Brussels: European Union leaders will make a new attempt this week to convince financial markets they can contain a debt crisis by agreeing how to tighten economic policy coordination and strengthen budget discipline.
The 27 EU member states and the executive European Commission will also set out plans to boost economic growth and create jobs at a summit on Thursday, three days after the leaders of Germany and France discuss strategy in Berlin.
A show of EU unity would help persuade markets the bloc has a common response to the worst crisis to hit the 16-country euro zone since the single currency was created 11 years ago and can prevent Greece's debt problems spreading to other countries.
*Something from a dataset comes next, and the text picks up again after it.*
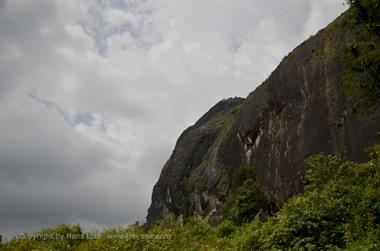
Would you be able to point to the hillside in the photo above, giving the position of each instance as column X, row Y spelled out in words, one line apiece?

"Our priority is putting order into our public finances. We need fiscal consolidation and a new financial stability culture in Europe," European Commission President Jose Manuel Barroso said after meeting German Chancellor Angela Merkel on Friday.
"There is new awareness in Europe that rules have not been respected and must now be respected. Circumventing the rules ... is putting at risk our collective economic future. We need to move in the opposite direction. We need to strengthen our rules and the way the EU runs its economy."
Failure to show solidarity could increase the nervousness on markets that has helped drive down the euro and shares globally, and increased worries that countries such as Spain and Portugal could follow Greece into debt payment trouble.
Agreement on an aid package for Greece worth 110 billion euros (Dh489 billion) and a safety net for other euro zone countries worth 500 billion euros has gone some way to calming investors' worries, at least in the short-term.
A task force under EU President Herman Van Rompuy has started work on reforms to reinforce budget rules and changes are planned to tighten financial regulations after the global economic crisis.